Den Traum vom Weltall habe ich während meiner Studienzeit jedenfalls nie aus den Augen verloren, und ich wollte deshalb ursprünglich nach dem Masterstudium die Ausbildung zum Piloten absolvieren, um später in den Weltraum fliegen zu können.

Dass es eigentlich nur Raumfahrer und kaum Raumfahrerinnen gibt, wurde mir erst durch eine Stellenausschreibung für das nordamerikanische Spaceshuttle-Programm bewusst. Darin wurden im Speziellen Frauen angesprochen, sich für dieses Programm zu bewerben. Ich war mit meinem Studium fast fertig und bewarb mich dafür.

Ich wusste auch, dass Weltraummediziner dort immer gebraucht werden. Astronautin ist ja ein Beruf, der nicht nur aus Weltraumflügen besteht. Es ist wichtig, dass man im Space-Programm Aufgaben findet, die seinen Vorkenntnissen entsprechen. Nur die wenigsten in diesen Programmen sind Piloten.

Vier Jahre intensives Training

Ich begann 1983 als Leiterin eines internationalen Forschungsteams, die gesundheitlichen Veränderungen von Astronauten nach ihrem Weltraumflug zu untersuchen. 1984 startete ich mit meinem Training für den Weltraumflug. Durch den Challenger-Unfall 1986 kam es bei der Raumfahrt zu einem Stillstand. Die Vorbereitungen für meine erste Mission ins Weltall nahm ich erst 1988 wieder auf. Das intensive Training dauerte vier Jahre. Gerade für Naturwissenschafter war es durchaus herausfordernd. Denn Menschen machen Fehler, und der Großteil des Trainings bestand darin, wie mögliche Fehler behoben werden können. Aber auch der Alltag in einem Spaceshuttle wird trainiert. Das romantische Bild der Schwerelosigkeit, wie es im Fernsehen gezeigt wird, stimmt mit der Realität nicht überein. Es ist eine sehr herausfordernde Umgebung, jede Bewegung löst eine dementsprechende Gegenbewegung aus. In der Öffentlichkeit wird das natürlich besser dargestellt, weil künftige Raumfahrer nicht entmutigt werden sollen. Aber schon nach 48 Stunden im Weltraum funktionieren die einfachsten Bewegungen bei der Rückkehr nicht mehr und müssen wieder erlernt werden.

1992 war es dann so weit, und ich war mit an Bord der Raumfähre Discovery. Unsere Mission dauerte acht Tage.
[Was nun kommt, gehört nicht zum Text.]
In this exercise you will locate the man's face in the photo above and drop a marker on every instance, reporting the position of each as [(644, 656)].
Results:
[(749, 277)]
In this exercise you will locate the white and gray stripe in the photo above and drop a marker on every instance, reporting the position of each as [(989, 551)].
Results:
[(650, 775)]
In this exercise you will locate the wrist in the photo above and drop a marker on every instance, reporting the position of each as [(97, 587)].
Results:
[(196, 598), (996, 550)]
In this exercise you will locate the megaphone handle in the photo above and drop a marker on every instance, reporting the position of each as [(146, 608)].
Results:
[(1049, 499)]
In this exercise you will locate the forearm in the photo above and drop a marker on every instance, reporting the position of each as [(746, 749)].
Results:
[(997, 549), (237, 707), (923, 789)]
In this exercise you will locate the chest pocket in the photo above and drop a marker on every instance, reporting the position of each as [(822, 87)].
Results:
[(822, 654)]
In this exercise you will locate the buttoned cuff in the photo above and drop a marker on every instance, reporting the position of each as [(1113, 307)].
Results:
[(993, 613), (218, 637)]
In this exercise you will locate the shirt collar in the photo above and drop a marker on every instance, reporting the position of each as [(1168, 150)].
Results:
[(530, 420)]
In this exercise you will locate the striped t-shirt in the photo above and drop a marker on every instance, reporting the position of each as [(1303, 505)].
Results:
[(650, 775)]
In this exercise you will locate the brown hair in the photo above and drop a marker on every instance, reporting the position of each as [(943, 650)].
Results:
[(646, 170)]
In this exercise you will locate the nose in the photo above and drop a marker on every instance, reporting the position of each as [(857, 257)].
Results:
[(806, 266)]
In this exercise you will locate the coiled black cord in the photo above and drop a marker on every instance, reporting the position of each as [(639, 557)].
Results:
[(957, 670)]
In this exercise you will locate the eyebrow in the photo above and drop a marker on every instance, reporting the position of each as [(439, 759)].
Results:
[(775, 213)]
Und der Blick auf den Planeten Erde vom Weltraum aus verändert jeden. Diese Sicht kann in keinem Imax-Kino simuliert werden. Denn dort kann man noch immer ganz normal auf die Toilette gehen oder sich Popcorn kaufen, und wenn eines runterfällt, bleibt es unten liegen. Vom Orbit schaut man auf die Erde, sieht das Verhältnis von Wasser und Land, und sonst ist nichts, keine strahlenden Sterne, nur tiefes Schwarz und die Erde.

Humanressource

Es ist so, wie wenn man seinem Lieblingsmusiker plötzlich live gegenübersteht. Dieser Blick war für mich der Augenkontakt mit dem, was unser Leben ausmacht. Wenn wir aus dem Fenster schauen, wirkt die Erde ja wie eine Hütte, und es wäre sehr ungewöhnlich, wenn jemand hier dauernd daran denken würde, dass er auf einem Planeten lebt. Mir hat dieser Blick auf den Planeten die Augen weiter geöffnet. Ich habe mich schon immer für unsere Umwelt interessiert, aber durch meinen Ausflug ins All wurde mir noch stärker bewusst, dass wir auf einem Planeten leben, auf dem die vorhandenen Ressourcen geschützt werden müssen. Und eine ganz wichtige Ressource ist die Humanressource. Aber auch wenn der Flug mein Leben verändert hat, wollte ich kein zweites Mal in den Orbit, auf den Mond ja, aber nicht noch einmal zu einer Raumstation. Auch nicht auf den Mars, denn bevor wir dorthin fliegen, müssen erst die Wirkungen der UV-Strahlung oder auch die Veränderungen im Gehirn durch die Schwerelosigkeit erforscht werden. Im Weltraum machen wir erst Minischritte. (Gudrun Ostermann, DER STANDARD, 15./16.6.2013)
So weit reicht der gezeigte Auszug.